Pair Corralation between Guangzhou Dongfang and Hengerda New
Assuming the 90 days trading horizon Guangzhou Dongfang is expected to generate 2.18 times less return on investment than Hengerda New. But when comparing it to its historical volatility, Guangzhou Dongfang Hotel is 1.35 times less risky than Hengerda New. It trades about 0.07 of its potential returns per unit of risk. Hengerda New Materials is currently generating about 0.11 of returns per unit of risk over similar time horizon. If you would invest 2,324 in Hengerda New Materials on September 26, 2024 and sell it today you would earn a total of 546.00 from holding Hengerda New Materials or generate 23.49% return on investment over 90 days.

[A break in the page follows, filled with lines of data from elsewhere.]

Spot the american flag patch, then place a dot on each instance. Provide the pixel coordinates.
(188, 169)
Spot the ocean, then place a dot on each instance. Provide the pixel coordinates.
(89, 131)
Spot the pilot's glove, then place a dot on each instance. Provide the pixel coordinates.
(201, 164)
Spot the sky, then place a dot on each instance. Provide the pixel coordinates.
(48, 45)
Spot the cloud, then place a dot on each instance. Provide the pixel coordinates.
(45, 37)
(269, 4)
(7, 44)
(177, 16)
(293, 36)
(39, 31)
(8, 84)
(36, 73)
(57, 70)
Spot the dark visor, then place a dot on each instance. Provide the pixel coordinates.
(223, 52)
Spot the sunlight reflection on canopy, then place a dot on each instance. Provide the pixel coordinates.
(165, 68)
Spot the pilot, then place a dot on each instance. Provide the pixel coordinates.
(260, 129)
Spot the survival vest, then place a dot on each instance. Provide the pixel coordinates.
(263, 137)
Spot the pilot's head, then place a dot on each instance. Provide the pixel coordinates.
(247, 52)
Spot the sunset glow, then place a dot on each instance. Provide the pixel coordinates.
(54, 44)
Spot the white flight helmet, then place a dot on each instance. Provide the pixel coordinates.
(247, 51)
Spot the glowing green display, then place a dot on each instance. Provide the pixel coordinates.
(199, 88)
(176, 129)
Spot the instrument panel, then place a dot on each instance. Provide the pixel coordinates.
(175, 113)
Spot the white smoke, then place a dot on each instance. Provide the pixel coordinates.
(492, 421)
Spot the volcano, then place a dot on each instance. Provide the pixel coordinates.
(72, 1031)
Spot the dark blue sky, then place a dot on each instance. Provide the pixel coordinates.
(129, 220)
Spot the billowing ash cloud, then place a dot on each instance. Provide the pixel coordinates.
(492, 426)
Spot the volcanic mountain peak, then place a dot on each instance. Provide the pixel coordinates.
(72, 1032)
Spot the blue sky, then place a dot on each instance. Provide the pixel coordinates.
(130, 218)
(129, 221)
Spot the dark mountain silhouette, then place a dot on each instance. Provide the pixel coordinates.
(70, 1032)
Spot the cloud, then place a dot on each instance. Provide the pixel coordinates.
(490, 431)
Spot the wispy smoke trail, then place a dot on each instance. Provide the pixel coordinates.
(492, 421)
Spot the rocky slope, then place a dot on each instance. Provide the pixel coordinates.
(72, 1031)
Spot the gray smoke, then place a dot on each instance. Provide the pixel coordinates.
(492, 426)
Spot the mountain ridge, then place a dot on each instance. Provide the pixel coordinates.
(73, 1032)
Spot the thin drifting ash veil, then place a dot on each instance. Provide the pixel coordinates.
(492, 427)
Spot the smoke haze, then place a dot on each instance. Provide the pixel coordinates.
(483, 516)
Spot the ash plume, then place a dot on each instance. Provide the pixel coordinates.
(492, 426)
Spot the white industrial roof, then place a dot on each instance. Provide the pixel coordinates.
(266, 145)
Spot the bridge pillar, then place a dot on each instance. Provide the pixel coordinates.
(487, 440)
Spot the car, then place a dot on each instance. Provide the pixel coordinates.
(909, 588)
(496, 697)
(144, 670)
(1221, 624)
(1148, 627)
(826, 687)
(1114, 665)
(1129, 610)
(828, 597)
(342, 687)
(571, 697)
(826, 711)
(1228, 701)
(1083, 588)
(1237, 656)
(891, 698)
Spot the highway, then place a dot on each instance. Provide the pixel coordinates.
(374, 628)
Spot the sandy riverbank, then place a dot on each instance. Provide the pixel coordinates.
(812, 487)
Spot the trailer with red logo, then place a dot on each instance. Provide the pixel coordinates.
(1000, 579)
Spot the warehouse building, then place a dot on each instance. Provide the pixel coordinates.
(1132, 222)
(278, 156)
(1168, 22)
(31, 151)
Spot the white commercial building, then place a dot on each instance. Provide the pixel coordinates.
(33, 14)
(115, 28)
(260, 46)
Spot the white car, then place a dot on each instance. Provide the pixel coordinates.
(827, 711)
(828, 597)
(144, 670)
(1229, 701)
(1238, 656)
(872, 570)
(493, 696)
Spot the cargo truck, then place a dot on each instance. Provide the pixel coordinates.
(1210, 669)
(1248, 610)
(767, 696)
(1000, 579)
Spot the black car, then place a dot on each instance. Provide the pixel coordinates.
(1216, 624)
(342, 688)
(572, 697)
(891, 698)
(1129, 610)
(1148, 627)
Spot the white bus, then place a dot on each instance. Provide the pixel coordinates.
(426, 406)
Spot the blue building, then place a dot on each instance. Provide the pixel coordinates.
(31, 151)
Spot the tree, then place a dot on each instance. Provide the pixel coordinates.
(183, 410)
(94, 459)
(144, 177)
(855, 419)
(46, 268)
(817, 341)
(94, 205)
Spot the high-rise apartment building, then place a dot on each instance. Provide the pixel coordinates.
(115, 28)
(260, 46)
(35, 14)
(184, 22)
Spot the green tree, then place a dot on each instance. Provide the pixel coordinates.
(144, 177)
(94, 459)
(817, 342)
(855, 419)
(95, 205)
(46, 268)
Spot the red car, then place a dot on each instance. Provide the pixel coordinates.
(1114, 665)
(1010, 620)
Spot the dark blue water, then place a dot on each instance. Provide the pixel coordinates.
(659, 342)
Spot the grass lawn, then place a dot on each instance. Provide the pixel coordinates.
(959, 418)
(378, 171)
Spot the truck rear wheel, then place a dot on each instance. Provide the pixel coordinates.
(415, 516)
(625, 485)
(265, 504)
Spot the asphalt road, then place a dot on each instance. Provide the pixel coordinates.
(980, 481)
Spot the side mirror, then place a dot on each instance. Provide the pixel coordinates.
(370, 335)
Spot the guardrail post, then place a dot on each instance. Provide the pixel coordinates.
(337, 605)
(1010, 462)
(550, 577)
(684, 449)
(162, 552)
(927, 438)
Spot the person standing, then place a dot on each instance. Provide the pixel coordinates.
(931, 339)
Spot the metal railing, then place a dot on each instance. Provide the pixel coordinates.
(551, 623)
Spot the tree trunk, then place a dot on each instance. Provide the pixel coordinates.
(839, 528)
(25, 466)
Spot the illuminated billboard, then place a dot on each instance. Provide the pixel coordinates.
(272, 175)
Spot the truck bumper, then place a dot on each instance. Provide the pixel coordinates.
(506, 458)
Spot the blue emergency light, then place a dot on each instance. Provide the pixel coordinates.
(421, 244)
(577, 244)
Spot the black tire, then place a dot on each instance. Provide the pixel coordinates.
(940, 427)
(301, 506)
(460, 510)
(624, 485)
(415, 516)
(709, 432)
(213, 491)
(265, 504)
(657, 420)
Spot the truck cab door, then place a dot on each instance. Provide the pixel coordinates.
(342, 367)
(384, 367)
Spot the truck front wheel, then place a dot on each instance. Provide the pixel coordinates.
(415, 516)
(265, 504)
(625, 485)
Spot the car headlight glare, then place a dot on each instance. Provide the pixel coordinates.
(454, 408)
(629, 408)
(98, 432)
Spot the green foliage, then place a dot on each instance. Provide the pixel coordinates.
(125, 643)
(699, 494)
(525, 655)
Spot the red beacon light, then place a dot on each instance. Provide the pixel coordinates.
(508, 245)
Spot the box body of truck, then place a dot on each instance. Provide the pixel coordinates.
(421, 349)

Time Period | 3 Months [change] |
Direction | Moves Together |
Strength | Strong |
Accuracy | 100.0% |
Values | Daily Returns |
Guangzhou Dongfang Hotel vs. Hengerda New Materials
Performance |
Timeline |
Guangzhou Dongfang Hotel |
Hengerda New Materials |
Guangzhou Dongfang and Hengerda New Volatility Contrast
Predicted Return Density |
Returns |
Pair Trading with Guangzhou Dongfang and Hengerda New
The main advantage of trading using opposite Guangzhou Dongfang and Hengerda New positions is that it hedges away some unsystematic risk. Because of two separate transactions, even if Guangzhou Dongfang position performs unexpectedly, Hengerda New can make up some of the losses. Pair trading also minimizes risk from directional movements in the market. For example, if an entire industry or sector drops because of unexpected headlines, the short position in Hengerda New will offset losses from the drop in Hengerda New's long position.Guangzhou Dongfang vs. Bank of China | Guangzhou Dongfang vs. Kweichow Moutai Co | Guangzhou Dongfang vs. PetroChina Co Ltd | Guangzhou Dongfang vs. Bank of Communications |
Hengerda New vs. Bank of China | Hengerda New vs. Kweichow Moutai Co | Hengerda New vs. PetroChina Co Ltd | Hengerda New vs. Bank of Communications |
Check out your portfolio center.Note that this page's information should be used as a complementary analysis to find the right mix of equity instruments to add to your existing portfolios or create a brand new portfolio. You can also try the FinTech Suite module to use AI to screen and filter profitable investment opportunities.